LA Times, November 17, 2020
In a sign of the continued political polarization surrounding Covid-19, officials in Orange County are expressing frustration following Gov. Newsom’s decision to move the region into the most restrictive reopening tier amid a dangerous new surge in coronavirus infections statewide.
Orange County leaders on Tuesday argued the state has gone too far. To some in Orange County, the abrupt shift — aside from causing undue confusion and consternation for residents and businesses — is the latest example of a state pandemic response that too often has been top-down, uneven and overbroad.

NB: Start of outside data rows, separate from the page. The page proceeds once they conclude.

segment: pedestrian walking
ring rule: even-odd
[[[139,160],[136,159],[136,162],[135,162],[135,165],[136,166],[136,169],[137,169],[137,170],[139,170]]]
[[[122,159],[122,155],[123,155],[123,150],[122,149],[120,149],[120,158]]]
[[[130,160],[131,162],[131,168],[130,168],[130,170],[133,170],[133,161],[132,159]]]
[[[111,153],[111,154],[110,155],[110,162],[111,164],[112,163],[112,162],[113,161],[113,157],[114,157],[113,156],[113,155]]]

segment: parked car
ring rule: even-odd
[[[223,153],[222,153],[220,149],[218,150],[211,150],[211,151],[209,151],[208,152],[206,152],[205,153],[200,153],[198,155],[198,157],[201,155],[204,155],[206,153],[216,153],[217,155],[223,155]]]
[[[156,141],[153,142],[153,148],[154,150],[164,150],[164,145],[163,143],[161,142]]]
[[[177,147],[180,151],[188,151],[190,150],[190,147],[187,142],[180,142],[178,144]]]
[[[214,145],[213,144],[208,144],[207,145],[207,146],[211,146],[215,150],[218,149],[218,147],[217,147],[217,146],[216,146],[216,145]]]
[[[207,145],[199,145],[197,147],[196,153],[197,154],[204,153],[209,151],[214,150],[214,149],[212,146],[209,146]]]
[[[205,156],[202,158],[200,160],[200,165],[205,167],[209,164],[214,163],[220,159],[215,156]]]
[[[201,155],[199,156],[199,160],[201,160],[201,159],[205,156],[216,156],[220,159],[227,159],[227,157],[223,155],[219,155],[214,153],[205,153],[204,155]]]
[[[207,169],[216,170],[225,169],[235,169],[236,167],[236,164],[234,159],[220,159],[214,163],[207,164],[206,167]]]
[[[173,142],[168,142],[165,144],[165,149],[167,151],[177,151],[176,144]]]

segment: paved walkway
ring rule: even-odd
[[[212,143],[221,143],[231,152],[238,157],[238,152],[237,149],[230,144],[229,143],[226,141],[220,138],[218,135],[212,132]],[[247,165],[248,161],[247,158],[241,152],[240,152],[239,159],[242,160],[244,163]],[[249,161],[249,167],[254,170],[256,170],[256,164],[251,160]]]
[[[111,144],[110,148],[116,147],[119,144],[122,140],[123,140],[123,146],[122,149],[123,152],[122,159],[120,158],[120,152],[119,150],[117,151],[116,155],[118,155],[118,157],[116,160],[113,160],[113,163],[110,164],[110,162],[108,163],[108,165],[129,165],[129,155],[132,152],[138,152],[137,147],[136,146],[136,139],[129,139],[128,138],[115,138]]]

Kaiser Health News, November 18, 2020
Experts say a crucial factor in being able to reopen safely is getting cases low enough that time-tested public health tools like quarantines and contact tracing can work. Most U.S. hot spots, including broad swaths of California, have never achieved those low levels.

In California, Gov. Newsom, like many other governors, is trying to thread the needle, to keep cases to a minimum while also allowing many businesses to remain open. The virus is too pervasive in its spread — and the public health infrastructure too enfeebled — to make the reopening of businesses and schools an easy proposition.
US News
The Guardian, November 18, 2020
As the US death toll from Covid-19 closed in on 250,000 on Wednesday, with a caseload above 11.3 million and more than 161,000 new cases added the previous day, an internal White House task force report warned of “aggressive, unrelenting, broad community spread across the country, without evidence of improvement but, rather, further deterioration”.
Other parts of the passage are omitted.